Marvelled for its natural beauty and its historical significance, Hunan province remains one of the most popular tourist destinations in China. Its name literally translates to mean “south of the lake”, which is derived from its position south of the sparkling Lake Dongting. It might not be the most creative title, but it certainly demonstrates just how important nature is to this province. Even its abbreviated name, Xiang, is based on the Xiang River, which winds its way through the province. From towering karst mountains and obscure danxia landforms to thick bamboo groves and surging rivers, you’ll never be too far away from the majesty of Mother Earth!

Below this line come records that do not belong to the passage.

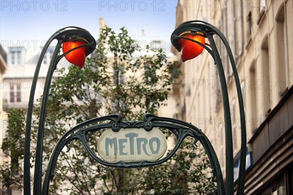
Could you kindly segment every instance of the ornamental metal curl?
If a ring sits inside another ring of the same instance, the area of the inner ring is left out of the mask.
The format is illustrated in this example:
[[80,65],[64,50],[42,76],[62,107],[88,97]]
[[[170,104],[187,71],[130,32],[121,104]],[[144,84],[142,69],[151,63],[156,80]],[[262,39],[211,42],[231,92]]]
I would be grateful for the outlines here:
[[[197,33],[197,32],[203,33],[204,35]],[[197,35],[207,38],[210,44],[210,45],[209,45],[210,47],[198,41],[184,37],[184,35],[188,34]],[[213,37],[214,35],[217,35],[221,39],[227,49],[235,79],[235,84],[239,107],[241,130],[241,145],[240,149],[239,172],[236,194],[237,195],[243,195],[244,192],[244,174],[245,172],[246,154],[247,150],[245,116],[239,79],[232,51],[231,51],[228,42],[223,34],[216,27],[208,22],[201,21],[188,21],[183,22],[179,25],[178,28],[177,28],[172,33],[172,35],[171,35],[171,42],[173,45],[178,50],[178,51],[180,51],[181,49],[181,44],[179,41],[181,39],[186,39],[200,44],[206,49],[211,55],[214,61],[215,64],[217,65],[221,86],[225,116],[226,149],[226,193],[228,195],[232,195],[233,194],[234,191],[234,183],[231,116],[230,114],[229,99],[225,72],[220,55],[218,51],[214,40],[213,39]]]
[[[143,121],[124,121],[121,119],[121,115],[119,114],[96,118],[79,124],[65,132],[55,146],[50,157],[46,170],[42,194],[48,194],[50,180],[52,180],[54,178],[55,167],[62,150],[64,147],[67,147],[69,143],[74,140],[80,140],[91,157],[101,165],[112,167],[130,168],[157,165],[166,162],[172,157],[187,137],[193,138],[195,143],[199,141],[203,145],[210,162],[213,173],[217,179],[218,192],[221,195],[225,194],[224,181],[218,158],[210,142],[201,130],[190,123],[172,118],[160,117],[150,113],[145,114],[144,115]],[[104,121],[109,120],[110,122],[103,123]],[[99,123],[97,124],[98,122]],[[146,125],[146,124],[148,125]],[[126,128],[143,128],[148,131],[150,127],[149,125],[152,128],[164,128],[169,130],[178,139],[173,149],[165,156],[157,160],[142,160],[129,162],[119,160],[109,162],[97,155],[96,152],[92,150],[88,143],[92,135],[103,129],[112,128],[114,126],[115,130],[117,131],[116,127],[118,126],[121,127],[119,131],[123,130],[123,129]]]

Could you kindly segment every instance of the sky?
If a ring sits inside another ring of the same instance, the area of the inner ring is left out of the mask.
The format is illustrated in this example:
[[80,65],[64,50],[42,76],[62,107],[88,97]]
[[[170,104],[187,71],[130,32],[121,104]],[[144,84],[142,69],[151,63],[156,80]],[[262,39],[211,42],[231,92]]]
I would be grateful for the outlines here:
[[58,30],[75,26],[98,39],[99,18],[119,33],[169,41],[175,29],[177,0],[0,0],[0,41],[4,48],[35,49]]

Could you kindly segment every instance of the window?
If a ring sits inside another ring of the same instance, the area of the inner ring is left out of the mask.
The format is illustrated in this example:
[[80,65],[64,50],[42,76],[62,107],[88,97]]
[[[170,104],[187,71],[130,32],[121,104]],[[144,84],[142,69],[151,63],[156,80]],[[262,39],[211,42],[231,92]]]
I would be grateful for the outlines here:
[[252,131],[256,129],[256,111],[257,109],[257,104],[256,104],[256,81],[255,81],[255,68],[254,67],[254,64],[252,65],[250,69],[250,80],[249,83],[250,86],[248,87],[250,90],[251,94],[251,118],[249,120],[251,125],[251,129]]
[[287,195],[283,174],[273,181],[261,195]]
[[231,118],[232,122],[232,137],[233,138],[233,151],[234,154],[235,154],[237,152],[237,133],[236,130],[236,114],[235,114],[235,98],[233,98],[231,103]]
[[271,111],[271,79],[270,70],[271,65],[269,58],[269,44],[268,37],[266,37],[263,41],[261,55],[262,57],[263,81],[264,94],[263,96],[264,111],[265,116],[267,116]]
[[51,62],[51,59],[53,57],[53,52],[54,52],[54,47],[50,46],[46,51],[44,59],[43,59],[43,63],[44,65],[48,65]]
[[284,6],[279,10],[275,26],[277,43],[277,67],[278,68],[279,93],[281,97],[289,86],[288,51]]
[[20,83],[12,83],[10,84],[10,103],[21,102],[21,93]]
[[10,48],[10,50],[11,65],[20,65],[21,60],[21,51],[20,48],[12,47]]

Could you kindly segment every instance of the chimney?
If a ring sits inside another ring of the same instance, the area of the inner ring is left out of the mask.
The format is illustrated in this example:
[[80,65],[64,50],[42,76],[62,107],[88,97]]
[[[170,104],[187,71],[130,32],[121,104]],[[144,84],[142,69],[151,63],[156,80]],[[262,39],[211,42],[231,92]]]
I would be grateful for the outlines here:
[[106,22],[103,18],[101,17],[99,19],[99,25],[100,30],[106,25]]

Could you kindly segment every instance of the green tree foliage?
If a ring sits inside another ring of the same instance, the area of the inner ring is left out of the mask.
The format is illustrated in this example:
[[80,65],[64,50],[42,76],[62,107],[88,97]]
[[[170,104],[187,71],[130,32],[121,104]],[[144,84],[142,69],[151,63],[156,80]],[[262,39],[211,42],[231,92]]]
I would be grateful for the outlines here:
[[[141,120],[144,113],[156,112],[160,106],[165,105],[173,82],[172,73],[180,72],[176,62],[168,62],[162,49],[147,47],[142,51],[125,28],[120,30],[118,34],[107,27],[101,30],[97,48],[83,68],[72,65],[57,70],[46,111],[44,165],[61,135],[76,124],[113,113],[121,113],[124,120]],[[146,55],[139,55],[142,52]],[[36,107],[36,115],[40,108],[40,105]],[[19,120],[21,127],[18,128],[23,133],[24,119]],[[38,122],[37,119],[33,121],[33,128]],[[36,130],[32,131],[33,142]],[[5,141],[15,142],[16,138],[11,136]],[[80,142],[71,142],[70,151],[60,154],[50,194],[216,194],[214,178],[207,171],[209,163],[206,159],[198,163],[199,159],[205,159],[204,153],[191,140],[183,144],[173,160],[161,166],[126,169],[101,166]],[[96,140],[90,139],[89,143],[95,146]],[[23,146],[20,142],[14,144],[15,148]],[[3,147],[9,152],[9,147]],[[32,147],[34,151],[33,144]],[[2,169],[1,176],[8,179],[12,177],[7,175],[7,170]],[[21,185],[18,180],[13,183]]]

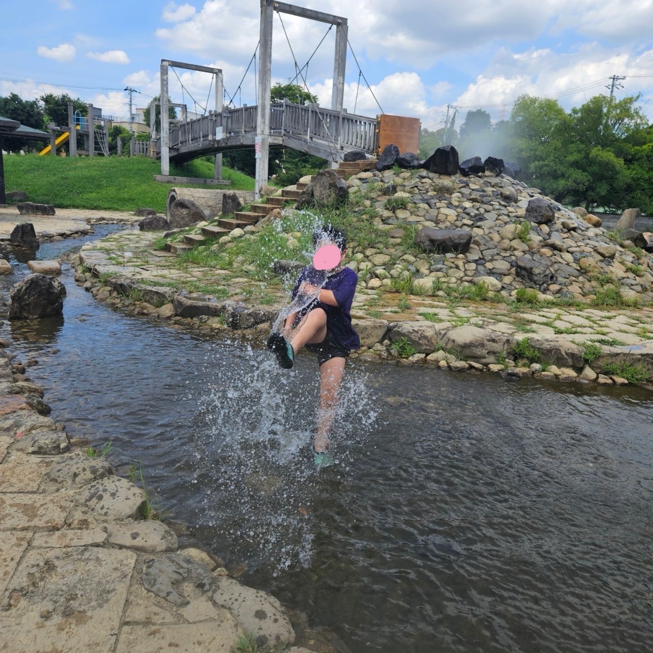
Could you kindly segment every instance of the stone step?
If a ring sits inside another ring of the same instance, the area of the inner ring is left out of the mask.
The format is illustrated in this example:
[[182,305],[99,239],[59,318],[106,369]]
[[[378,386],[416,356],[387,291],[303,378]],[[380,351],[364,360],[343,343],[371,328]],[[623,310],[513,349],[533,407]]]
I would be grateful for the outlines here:
[[260,213],[263,215],[267,215],[268,213],[278,208],[276,204],[250,204],[249,208],[254,213]]
[[183,242],[191,246],[199,245],[200,243],[203,243],[206,240],[204,236],[200,236],[199,234],[186,234],[183,236]]
[[251,222],[246,222],[244,220],[236,220],[235,219],[229,219],[227,217],[221,217],[219,220],[217,221],[218,225],[220,227],[223,227],[225,229],[231,231],[232,229],[243,229],[248,225],[251,225]]
[[222,236],[226,236],[229,232],[229,229],[225,229],[223,227],[202,227],[202,233],[208,238],[219,238]]
[[248,225],[255,225],[263,216],[260,213],[253,211],[236,211],[234,214],[234,219],[246,222]]
[[166,243],[165,248],[173,254],[183,254],[192,249],[193,246],[187,243]]

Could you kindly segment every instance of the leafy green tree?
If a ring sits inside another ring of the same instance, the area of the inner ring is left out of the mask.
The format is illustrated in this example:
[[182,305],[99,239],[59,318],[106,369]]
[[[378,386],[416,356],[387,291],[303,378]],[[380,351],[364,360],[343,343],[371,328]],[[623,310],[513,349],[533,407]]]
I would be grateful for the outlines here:
[[[15,93],[10,93],[6,97],[0,97],[0,116],[12,120],[18,120],[22,125],[35,129],[44,128],[43,111],[36,100],[24,100]],[[40,150],[42,145],[39,141],[27,140],[16,136],[5,136],[4,146],[10,150],[32,149],[36,146]]]
[[68,125],[68,103],[72,103],[73,112],[78,111],[82,116],[88,115],[88,104],[78,97],[73,99],[68,93],[60,95],[48,93],[39,98],[43,105],[46,124],[54,123],[57,127],[66,127]]
[[[161,95],[155,95],[152,98],[153,102],[159,102],[161,100]],[[168,102],[172,102],[172,101],[168,97]],[[157,134],[161,133],[161,105],[156,104],[155,106],[155,114],[154,118],[154,129],[156,130]],[[168,106],[168,118],[170,120],[177,119],[177,110],[174,106]],[[145,110],[143,112],[143,121],[148,127],[150,126],[150,104],[145,108]]]

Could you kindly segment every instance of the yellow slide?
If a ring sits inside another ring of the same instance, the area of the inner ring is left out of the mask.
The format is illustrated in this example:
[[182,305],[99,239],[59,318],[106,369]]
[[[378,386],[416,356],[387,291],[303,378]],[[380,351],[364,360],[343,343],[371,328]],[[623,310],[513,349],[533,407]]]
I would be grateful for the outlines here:
[[[79,125],[75,127],[76,129],[80,128]],[[64,143],[68,142],[68,138],[71,135],[69,131],[65,131],[57,140],[54,142],[54,144],[58,148],[60,145],[63,145]],[[42,157],[44,154],[50,154],[50,144],[46,145],[39,153],[39,156]]]

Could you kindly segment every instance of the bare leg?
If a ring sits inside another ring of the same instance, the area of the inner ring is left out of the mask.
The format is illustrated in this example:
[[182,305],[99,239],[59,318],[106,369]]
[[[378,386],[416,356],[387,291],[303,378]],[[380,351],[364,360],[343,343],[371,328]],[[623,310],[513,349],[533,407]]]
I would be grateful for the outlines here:
[[307,342],[321,342],[326,337],[326,313],[324,309],[313,308],[306,314],[292,336],[293,351],[297,353]]
[[346,358],[339,356],[320,366],[320,405],[317,409],[317,432],[315,443],[318,453],[324,451],[328,443],[329,433],[338,408],[338,393],[345,372],[345,360]]

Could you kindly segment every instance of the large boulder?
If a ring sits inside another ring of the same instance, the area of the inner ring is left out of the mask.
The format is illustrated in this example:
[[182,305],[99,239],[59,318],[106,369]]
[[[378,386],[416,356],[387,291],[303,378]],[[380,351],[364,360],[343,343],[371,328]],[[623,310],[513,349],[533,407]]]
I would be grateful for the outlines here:
[[170,226],[173,229],[184,229],[206,219],[199,204],[185,197],[175,200],[170,208]]
[[424,227],[415,234],[415,245],[421,245],[427,251],[441,254],[466,254],[471,244],[471,232],[465,229],[436,229]]
[[[614,228],[616,229],[634,229],[635,221],[641,214],[642,213],[639,208],[627,208],[621,214],[621,217],[617,221]],[[622,236],[622,238],[623,237]]]
[[422,167],[438,174],[456,174],[458,172],[458,150],[453,145],[438,148],[424,162]]
[[345,152],[345,155],[342,157],[343,161],[364,161],[367,160],[367,155],[360,150],[352,150],[349,152]]
[[499,176],[505,169],[505,165],[503,159],[497,159],[495,157],[488,157],[483,161],[483,166],[486,172],[491,172],[492,174]]
[[24,247],[28,249],[39,249],[39,239],[31,222],[22,222],[14,227],[9,236],[11,244],[15,247]]
[[54,215],[54,207],[52,204],[37,204],[33,202],[19,202],[16,206],[18,213],[27,215]]
[[556,280],[550,261],[539,254],[518,257],[515,269],[518,277],[538,287],[554,283]]
[[[272,192],[276,191],[276,189]],[[268,195],[268,193],[266,193]],[[272,193],[270,193],[272,195]],[[222,196],[222,215],[232,215],[242,208],[243,203],[236,193],[225,193]]]
[[36,319],[60,315],[66,289],[57,279],[44,274],[30,274],[9,291],[9,319]]
[[556,212],[550,202],[541,197],[534,197],[528,201],[524,217],[537,225],[547,225],[555,219]]
[[170,224],[163,215],[148,215],[138,223],[141,231],[169,231]]
[[383,148],[383,151],[376,162],[376,169],[381,172],[384,170],[392,168],[398,156],[399,148],[396,145],[387,145]]
[[471,159],[466,159],[458,166],[458,169],[463,176],[468,177],[470,174],[481,174],[485,172],[485,166],[483,165],[481,157],[472,157]]
[[404,152],[397,157],[397,165],[404,170],[415,170],[420,167],[421,163],[419,157],[413,152]]

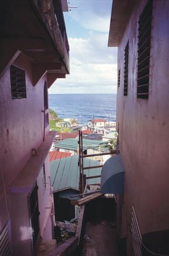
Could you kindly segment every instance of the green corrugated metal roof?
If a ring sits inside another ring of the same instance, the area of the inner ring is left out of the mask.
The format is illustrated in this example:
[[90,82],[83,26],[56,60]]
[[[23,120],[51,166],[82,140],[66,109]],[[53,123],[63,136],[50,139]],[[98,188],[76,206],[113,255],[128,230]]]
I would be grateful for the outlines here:
[[[72,188],[79,190],[79,167],[78,167],[78,156],[61,158],[51,162],[51,183],[53,192],[63,189]],[[84,158],[83,166],[100,165],[99,162]],[[101,175],[101,168],[84,170],[87,176],[93,176]],[[100,183],[100,178],[87,180],[88,184]]]
[[[54,145],[55,148],[77,150],[78,147],[78,139],[66,139]],[[105,141],[83,139],[83,151],[87,149],[95,149],[100,145],[106,143]]]

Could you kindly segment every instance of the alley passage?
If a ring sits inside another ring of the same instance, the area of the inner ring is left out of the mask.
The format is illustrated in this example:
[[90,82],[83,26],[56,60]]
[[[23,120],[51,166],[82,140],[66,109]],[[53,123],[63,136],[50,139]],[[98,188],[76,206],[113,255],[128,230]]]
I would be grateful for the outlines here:
[[118,256],[114,198],[100,198],[86,207],[81,256]]

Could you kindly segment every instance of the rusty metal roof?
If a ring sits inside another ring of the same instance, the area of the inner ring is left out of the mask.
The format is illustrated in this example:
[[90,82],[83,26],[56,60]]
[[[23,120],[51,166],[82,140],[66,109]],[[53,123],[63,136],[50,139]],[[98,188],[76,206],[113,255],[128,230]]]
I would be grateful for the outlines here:
[[[78,156],[62,158],[51,162],[51,184],[53,192],[58,192],[72,188],[79,190],[79,167],[78,165]],[[99,165],[98,161],[89,158],[83,159],[84,167]],[[87,176],[100,175],[101,168],[84,170]],[[100,184],[100,178],[87,180],[89,185]]]
[[71,153],[66,152],[51,151],[49,152],[50,161],[54,161],[60,158],[70,157]]

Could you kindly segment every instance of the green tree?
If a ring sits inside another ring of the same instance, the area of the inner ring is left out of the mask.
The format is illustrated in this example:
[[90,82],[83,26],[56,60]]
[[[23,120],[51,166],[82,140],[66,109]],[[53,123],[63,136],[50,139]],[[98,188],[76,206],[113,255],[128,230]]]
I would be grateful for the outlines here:
[[111,139],[111,140],[109,140],[108,141],[107,145],[105,145],[105,146],[104,146],[104,148],[109,150],[110,152],[112,151],[115,149],[116,149],[117,138],[117,134],[116,133],[115,134],[115,138]]
[[78,122],[78,120],[76,118],[73,118],[70,121],[71,124],[79,124],[79,123]]

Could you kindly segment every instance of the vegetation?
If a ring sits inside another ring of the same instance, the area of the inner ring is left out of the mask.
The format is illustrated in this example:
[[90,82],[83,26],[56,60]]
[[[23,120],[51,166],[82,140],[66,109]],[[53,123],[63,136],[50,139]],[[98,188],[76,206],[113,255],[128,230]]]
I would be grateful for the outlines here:
[[58,119],[58,114],[54,110],[49,108],[49,118],[53,120]]
[[111,139],[111,140],[109,140],[107,144],[104,146],[104,148],[109,150],[110,152],[116,149],[117,137],[117,133],[116,133],[115,137],[115,139]]
[[78,120],[76,118],[73,118],[71,120],[71,124],[79,124]]
[[71,132],[71,130],[67,127],[59,127],[59,123],[62,121],[62,120],[58,118],[58,114],[54,110],[49,109],[49,123],[51,130],[58,131],[59,132]]

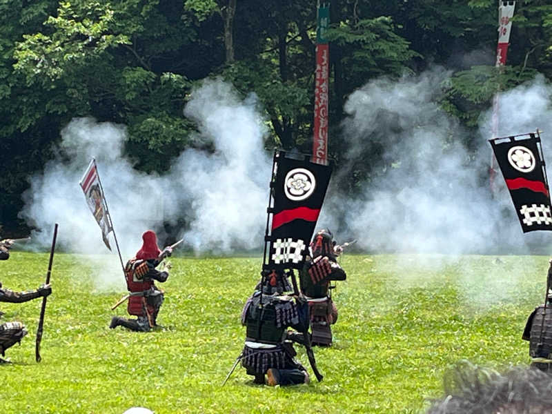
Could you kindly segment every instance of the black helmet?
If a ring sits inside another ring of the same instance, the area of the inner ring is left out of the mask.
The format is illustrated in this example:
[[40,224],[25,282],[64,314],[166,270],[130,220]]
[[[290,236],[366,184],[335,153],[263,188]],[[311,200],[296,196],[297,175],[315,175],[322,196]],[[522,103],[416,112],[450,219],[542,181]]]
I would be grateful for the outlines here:
[[332,232],[327,228],[319,230],[310,243],[313,256],[314,257],[328,256],[333,259],[335,257],[335,252],[333,250],[335,245],[335,241],[333,240]]
[[289,280],[288,273],[284,270],[268,270],[261,272],[261,282],[257,285],[255,290],[260,290],[265,295],[282,295],[293,290]]

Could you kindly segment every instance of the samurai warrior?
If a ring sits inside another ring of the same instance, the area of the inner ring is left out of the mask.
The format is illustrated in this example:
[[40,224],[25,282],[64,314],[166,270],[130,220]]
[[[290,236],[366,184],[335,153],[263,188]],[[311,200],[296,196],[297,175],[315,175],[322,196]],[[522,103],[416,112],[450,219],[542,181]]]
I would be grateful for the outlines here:
[[[0,283],[0,302],[10,303],[21,303],[43,297],[52,293],[52,288],[49,284],[39,287],[36,290],[26,290],[24,292],[14,292],[9,289],[2,287]],[[0,312],[0,317],[3,313]],[[21,322],[6,322],[0,325],[0,354],[6,356],[6,350],[14,345],[27,335],[27,330],[25,326]],[[6,359],[0,358],[0,363],[8,362]]]
[[331,325],[337,321],[337,308],[331,298],[330,282],[345,280],[345,270],[337,262],[341,253],[331,232],[319,230],[310,245],[310,255],[299,272],[301,291],[310,308],[313,345],[332,344]]
[[552,260],[546,281],[546,302],[531,312],[522,339],[529,342],[531,366],[552,373]]
[[128,289],[127,312],[137,317],[125,319],[114,316],[109,327],[119,325],[132,331],[148,332],[157,326],[157,315],[163,304],[163,290],[155,286],[155,281],[163,283],[168,278],[168,267],[165,265],[159,271],[155,268],[165,257],[172,253],[170,246],[161,252],[157,246],[155,233],[148,230],[142,235],[143,244],[136,255],[125,266],[125,277]]
[[305,331],[308,308],[306,302],[284,294],[290,290],[287,275],[273,270],[263,275],[244,306],[241,324],[246,326],[246,337],[240,358],[255,384],[284,386],[309,382],[306,369],[295,359],[293,348],[293,342],[302,344],[302,334],[287,329]]
[[10,239],[0,241],[0,260],[8,260],[10,258],[10,248],[13,241]]

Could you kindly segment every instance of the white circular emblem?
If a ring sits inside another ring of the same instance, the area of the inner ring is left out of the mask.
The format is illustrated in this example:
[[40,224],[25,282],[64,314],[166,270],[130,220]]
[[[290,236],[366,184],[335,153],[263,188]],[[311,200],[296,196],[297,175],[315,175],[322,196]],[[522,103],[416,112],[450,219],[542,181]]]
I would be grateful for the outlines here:
[[286,175],[284,192],[286,197],[294,201],[308,198],[316,187],[315,176],[306,168],[294,168]]
[[516,146],[508,151],[508,161],[522,172],[531,172],[535,168],[535,156],[524,146]]

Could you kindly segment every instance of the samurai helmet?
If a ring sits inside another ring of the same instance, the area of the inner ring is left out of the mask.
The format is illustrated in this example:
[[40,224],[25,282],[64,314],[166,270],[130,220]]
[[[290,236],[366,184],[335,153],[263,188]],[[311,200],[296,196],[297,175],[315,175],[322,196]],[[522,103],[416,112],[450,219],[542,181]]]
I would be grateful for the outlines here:
[[313,257],[328,256],[330,259],[335,259],[335,253],[333,250],[335,245],[335,241],[333,240],[332,232],[327,228],[319,230],[310,243]]
[[161,254],[157,246],[157,236],[152,230],[148,230],[142,235],[142,247],[136,253],[136,258],[142,260],[157,259]]
[[262,288],[262,293],[265,295],[282,295],[293,290],[288,279],[288,274],[284,270],[264,270],[261,274],[262,278],[257,289]]

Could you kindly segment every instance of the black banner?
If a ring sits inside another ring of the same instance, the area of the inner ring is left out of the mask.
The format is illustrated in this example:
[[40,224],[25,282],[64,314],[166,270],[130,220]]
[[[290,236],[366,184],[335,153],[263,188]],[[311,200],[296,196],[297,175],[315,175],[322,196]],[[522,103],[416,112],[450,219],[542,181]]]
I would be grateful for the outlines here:
[[303,266],[332,172],[309,159],[275,153],[263,269]]
[[523,232],[552,230],[550,193],[538,131],[489,141]]

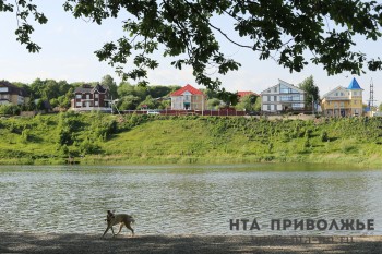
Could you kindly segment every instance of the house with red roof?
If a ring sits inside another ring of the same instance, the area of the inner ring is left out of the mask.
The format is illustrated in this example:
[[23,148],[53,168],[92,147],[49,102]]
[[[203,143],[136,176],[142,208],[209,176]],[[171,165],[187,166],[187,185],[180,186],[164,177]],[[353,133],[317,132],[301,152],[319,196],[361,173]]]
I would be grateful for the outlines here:
[[97,84],[95,87],[83,85],[74,90],[71,109],[76,111],[111,111],[109,89]]
[[170,94],[172,110],[205,110],[207,97],[195,87],[186,85]]
[[237,94],[239,96],[239,100],[248,95],[259,96],[256,93],[253,93],[252,90],[242,90],[242,92],[238,92]]

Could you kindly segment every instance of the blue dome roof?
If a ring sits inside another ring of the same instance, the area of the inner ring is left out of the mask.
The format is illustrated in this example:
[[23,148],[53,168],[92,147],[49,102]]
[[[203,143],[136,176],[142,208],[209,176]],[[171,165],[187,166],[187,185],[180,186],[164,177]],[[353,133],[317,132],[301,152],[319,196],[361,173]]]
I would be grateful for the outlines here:
[[362,89],[355,77],[353,77],[353,81],[350,82],[348,89]]

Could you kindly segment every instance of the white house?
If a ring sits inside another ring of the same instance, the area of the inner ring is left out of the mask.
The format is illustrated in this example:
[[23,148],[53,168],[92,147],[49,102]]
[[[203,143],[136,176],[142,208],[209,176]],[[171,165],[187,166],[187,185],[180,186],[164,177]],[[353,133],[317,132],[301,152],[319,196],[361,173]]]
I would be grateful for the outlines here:
[[305,92],[285,81],[278,80],[261,93],[263,112],[280,112],[305,109]]
[[171,109],[175,110],[205,110],[207,106],[207,97],[191,85],[174,92],[170,97]]

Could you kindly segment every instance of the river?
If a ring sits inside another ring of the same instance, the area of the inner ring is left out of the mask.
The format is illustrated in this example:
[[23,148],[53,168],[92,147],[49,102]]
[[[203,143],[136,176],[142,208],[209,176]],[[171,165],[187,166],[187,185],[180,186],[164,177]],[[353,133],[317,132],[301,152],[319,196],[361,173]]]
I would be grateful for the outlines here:
[[[136,234],[380,235],[381,193],[382,170],[337,166],[0,166],[0,231],[102,234],[115,209],[134,216]],[[276,230],[272,219],[371,219],[374,230]]]

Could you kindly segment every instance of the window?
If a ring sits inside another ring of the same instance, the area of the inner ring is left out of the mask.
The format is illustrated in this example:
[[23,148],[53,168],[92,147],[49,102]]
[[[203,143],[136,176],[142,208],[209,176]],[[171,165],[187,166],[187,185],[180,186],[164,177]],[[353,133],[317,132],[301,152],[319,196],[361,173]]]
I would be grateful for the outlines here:
[[282,93],[282,94],[291,94],[293,90],[291,90],[291,88],[289,88],[287,86],[280,85],[279,93]]

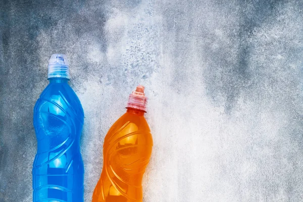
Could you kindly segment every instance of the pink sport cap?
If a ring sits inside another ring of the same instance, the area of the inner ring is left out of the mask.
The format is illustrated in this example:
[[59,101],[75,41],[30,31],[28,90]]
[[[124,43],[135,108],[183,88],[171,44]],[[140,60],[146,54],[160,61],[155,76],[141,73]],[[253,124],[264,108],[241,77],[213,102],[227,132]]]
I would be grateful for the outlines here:
[[146,112],[147,98],[145,96],[144,89],[142,85],[137,86],[136,90],[129,95],[126,108],[137,109]]

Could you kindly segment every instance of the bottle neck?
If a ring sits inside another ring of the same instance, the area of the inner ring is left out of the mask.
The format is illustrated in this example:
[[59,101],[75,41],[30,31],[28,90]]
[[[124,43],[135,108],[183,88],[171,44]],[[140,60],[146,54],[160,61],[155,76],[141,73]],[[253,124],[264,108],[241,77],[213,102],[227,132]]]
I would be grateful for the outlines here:
[[67,83],[69,80],[66,78],[52,77],[48,78],[49,83]]
[[127,108],[127,110],[126,111],[126,113],[135,114],[138,116],[144,116],[144,114],[146,112],[142,110],[138,110],[137,109],[131,108]]

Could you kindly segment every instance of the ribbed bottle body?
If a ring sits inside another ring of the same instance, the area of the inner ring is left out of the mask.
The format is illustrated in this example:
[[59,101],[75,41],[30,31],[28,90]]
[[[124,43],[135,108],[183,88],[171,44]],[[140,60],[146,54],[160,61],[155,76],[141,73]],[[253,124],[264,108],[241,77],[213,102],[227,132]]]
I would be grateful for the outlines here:
[[34,202],[83,201],[79,142],[84,113],[64,79],[51,81],[34,109],[38,144],[32,171]]
[[105,137],[103,169],[93,202],[142,201],[142,178],[152,154],[153,138],[144,113],[128,111]]

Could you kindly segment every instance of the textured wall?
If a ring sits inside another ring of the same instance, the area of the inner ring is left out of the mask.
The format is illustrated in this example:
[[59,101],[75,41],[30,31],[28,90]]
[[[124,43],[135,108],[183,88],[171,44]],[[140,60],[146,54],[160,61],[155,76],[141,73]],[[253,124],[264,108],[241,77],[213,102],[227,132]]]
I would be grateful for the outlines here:
[[85,112],[85,201],[139,83],[154,140],[144,202],[302,201],[302,11],[295,0],[0,0],[0,201],[32,200],[33,108],[54,53],[69,56]]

Hunan’s landlocked south-central location means it’s bounded by numerous provinces, with Hubei in the north, Jiangxi in the east, Guangdong in the southeast, Guangxi in the southwest, and Guizhou in the west. Yet it’s more than just a hub for passing travellers. With the ethereal Wulingyuan Scenic Area, picturesque Fenghuang Ancient Town, and sacred Mount Heng, Hunan boasts more must-see tourist attractions than many provinces combined!
In terms of weather, it’s served by a humid, subtropical climate, with the north experiencing more extreme weather conditions than the south. Temperatures average a mild 3 to 8 °C (37 to 46 °F) in winter, but can skyrocket to between 27 to 30 °C (81 to 86 °F) when summer hits. Large parts of the province lie in the path of wet monsoons, which pass from west to east along the Yangtze River basin. From April to June, the wet season lays claim to Hunan, drenching it in frequent downpours of heavy rain. July and August are considered uncomfortably humid, so the best time to visit the province is during autumn, as the temperature is cooler and the rainfall is lighter.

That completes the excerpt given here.